Le secrétaire général de l'Opep a lancé un appel au calme mardi, jugeant que les prix actuels du pétrole, insupportablement élevés, n'avaient rien à voir avec l'offre et la demande, et convié les pays producteurs et consommateurs à discuter du sujet ce mois-ci.
"Je le demande par votre intermédiaire, par celui de Reuters, il nous faut vraiment du calme; nous paniquons trop", a dit Badri à Reuters à l'occasion du sommet Reuters sur l'énergie (Reuters Global Energy Summit). "Pour ce qui nous concerne, la situation est intolérable (...) Je tiens à le dire: il n'y a pas de pénurie, ni maintenant ni à venir".

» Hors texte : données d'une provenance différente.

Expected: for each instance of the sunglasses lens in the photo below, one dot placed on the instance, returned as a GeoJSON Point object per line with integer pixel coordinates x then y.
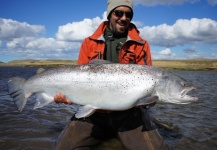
{"type": "Point", "coordinates": [129, 15]}
{"type": "Point", "coordinates": [120, 14]}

Selon des précisions fournies par Abdallah el-Badri, les pays européens seront invités individuellement à la conférence du 22 juin réunissant pays producteurs et pays consommateurs, et ne seront pas uniquement représentés par les représentants de la Commission européenne.
L'Agence internationale de l'Energie, qui représente les intérêts énergétiques des pays industrialisés, y assistera. "Les présidents d'institutions financières comme Morgan Stanley ou Goldman Sachs" seront également invitées, a précisé le secrétaire général du cartel pétrolier.
Le porte-parole de la Maison Blanche a déclré pour sa part que les Etats-Unis devraient participer à cette réunion, considérant comme un "signe positif" le fait que l'Arabie saoudite prenne une telle initiative. "Il faudra voir de quoi sera fait l'ordre du jour. Il faudrait par exemple évoquer la question de la nécessité d'ouvrir les marchés aux investissements, ce qui pourrait se traduire par une plus grande efficacité et une hausse de la production", a-t-il déclaré.
Le ministre du Pétrole koweïtien Mohammad al-Olaim a salué l'initiative, affirmant qu'il la soutenait tout en ajoutant que les fondamentaux du marché n'étaient pas responsables de la flambée pétrolière.
"L'Iran (...) salue la proposition saoudienne", écrit pour sa part Mehr News Agency, une agence de presse iranienne semi-officielle, citant le délégué iranien à l'Opep Mohammad Ali Khatibi. Ce dernier estime que les problèmes du marché pétrolier réclament une solution "fondamentale" qui passe par une coopération sincère entre producteurs et consommateurs.
Pour Khatibi, des investissements insuffisants dans l'industrie pétrolière des pays producteurs, y compris dans la prospection, expliquent en partie la forte hausse du brut.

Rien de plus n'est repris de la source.